The bet paid off—and not only through the remainder of Trump’s first term. In 2022, when the Inflation Reduction Act passed, it included a domestic content bonus credit. Pochtaruk said the incentive allowed Heliene clients to obtain a 10% discount for investing in domestically-produced renewable energy.
Currently, 13 out of 14 parts of a Heliene solar panel are manufactured in the US, in facilities in Georgia and Wisconsin. But the company is now getting hit by Trump’s tariffs due to the last, fourteenth part: a specially-designed glass manufactured in China, Turkey, Malaysia, and India that now, Pochtaruk told Revenue Brew, costs an estimated 40% more compared to December 2024. In an email, Heliene declined to share its annual revenue. The price increases have been passed on to clients, which has led to cancellations.
After talking with a couple of business owners about navigating tariffs, a few themes emerged: It’s hard, it’s complicated, and there’s little upside.
Speak your mind
Sara VanFleet, owner of DB Trucks, a commercial water truck dealer and repair company in Glendale, Arizona, is getting hit with tariffs for goods she cannot procure in the US. And she, too, is passing the costs on to customers. VanFleet says she has trouble translating to her buyers the reality of tariffs on items like spray nozzles, which mostly come from China, and debates how much transparency to employ.
“Sometimes I go, ‘I wonder if I should take a picture of my tariff and put it online like it really is true,’” VanFleet said. “Here it is! It’s 55%. We’re not kidding when we say we’re raising prices.”

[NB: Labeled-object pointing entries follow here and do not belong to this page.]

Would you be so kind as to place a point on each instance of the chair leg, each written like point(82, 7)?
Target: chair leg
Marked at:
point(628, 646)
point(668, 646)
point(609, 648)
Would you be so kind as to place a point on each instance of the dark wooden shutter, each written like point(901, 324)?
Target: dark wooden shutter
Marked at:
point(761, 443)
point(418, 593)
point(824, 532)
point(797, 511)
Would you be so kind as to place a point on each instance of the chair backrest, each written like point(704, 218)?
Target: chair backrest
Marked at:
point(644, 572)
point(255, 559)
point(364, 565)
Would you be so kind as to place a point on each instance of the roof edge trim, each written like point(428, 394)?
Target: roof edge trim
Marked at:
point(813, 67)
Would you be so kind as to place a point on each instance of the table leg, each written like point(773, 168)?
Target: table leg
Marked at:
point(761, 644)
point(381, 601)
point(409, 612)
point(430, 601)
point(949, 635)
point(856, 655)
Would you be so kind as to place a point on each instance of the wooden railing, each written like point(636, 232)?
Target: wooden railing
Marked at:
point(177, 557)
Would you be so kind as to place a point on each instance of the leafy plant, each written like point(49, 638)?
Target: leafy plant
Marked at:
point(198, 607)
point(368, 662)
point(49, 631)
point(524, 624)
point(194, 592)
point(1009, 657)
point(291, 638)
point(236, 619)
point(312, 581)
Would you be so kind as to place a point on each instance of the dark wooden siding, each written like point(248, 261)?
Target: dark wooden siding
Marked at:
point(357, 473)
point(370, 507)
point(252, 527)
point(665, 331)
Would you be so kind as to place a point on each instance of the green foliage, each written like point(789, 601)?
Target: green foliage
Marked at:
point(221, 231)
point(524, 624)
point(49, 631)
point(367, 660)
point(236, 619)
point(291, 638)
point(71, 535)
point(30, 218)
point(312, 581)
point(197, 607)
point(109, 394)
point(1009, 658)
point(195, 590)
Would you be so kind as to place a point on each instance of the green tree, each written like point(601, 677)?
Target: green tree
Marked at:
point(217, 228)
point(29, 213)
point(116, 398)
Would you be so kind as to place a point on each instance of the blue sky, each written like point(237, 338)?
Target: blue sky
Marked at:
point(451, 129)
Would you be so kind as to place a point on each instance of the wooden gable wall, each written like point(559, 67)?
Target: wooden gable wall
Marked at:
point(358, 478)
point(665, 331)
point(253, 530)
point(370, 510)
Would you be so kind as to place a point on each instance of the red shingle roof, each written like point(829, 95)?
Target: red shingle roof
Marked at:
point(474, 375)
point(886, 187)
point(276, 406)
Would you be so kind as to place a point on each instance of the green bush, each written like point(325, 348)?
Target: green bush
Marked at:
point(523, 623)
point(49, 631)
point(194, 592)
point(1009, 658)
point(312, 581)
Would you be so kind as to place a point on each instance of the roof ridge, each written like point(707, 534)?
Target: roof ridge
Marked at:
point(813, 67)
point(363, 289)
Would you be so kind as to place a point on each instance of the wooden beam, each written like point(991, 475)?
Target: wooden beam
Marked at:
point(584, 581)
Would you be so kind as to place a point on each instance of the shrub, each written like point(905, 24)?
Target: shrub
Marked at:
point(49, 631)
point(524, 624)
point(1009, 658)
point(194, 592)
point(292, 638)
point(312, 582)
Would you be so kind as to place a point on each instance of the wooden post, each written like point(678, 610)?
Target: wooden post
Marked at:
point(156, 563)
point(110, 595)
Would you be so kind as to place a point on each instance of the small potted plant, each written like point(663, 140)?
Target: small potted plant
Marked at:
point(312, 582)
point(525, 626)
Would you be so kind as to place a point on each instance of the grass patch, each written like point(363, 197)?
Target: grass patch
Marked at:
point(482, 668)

Because sales cycles are often planned years in advance, operations and account management teams need to engage in a delicate dance with clients about market fluctuations. “We sell on costs, and we negotiate our margin. So we sell what is called ‘cost plus’. We make our costs fully transparent to our clients, so they see what the cost is, and if there’s a cost variation, then we need to negotiate,” Pochtaruk said, emphasizing that having a fixed price is not a consideration.
Go enterprise
Tariffs have priced out many of VanFleet’s local customers, who buy trucks for farms, so she had to look elsewhere for new sources of revenue. “We’ve definitely shifted more toward the corporate clients,” she said. One such corporate client is Arizona-based Willmeng Construction, which works on projects ranging from jets to new football stadiums to large utility plants. Additionally, the company started buying trucks and refurbishing the tanks to make them “water-worthy” again, then selling them for a profit.
For Pochtaruk, it’s frustrating to see supply chain costs spike because of a decision made in Washington.
“It is supply and demand, right? That’s how capitalism works,” he said. “The moment you restrict access to one origin, the rest of the origins will increase their price, because they know that you need them.”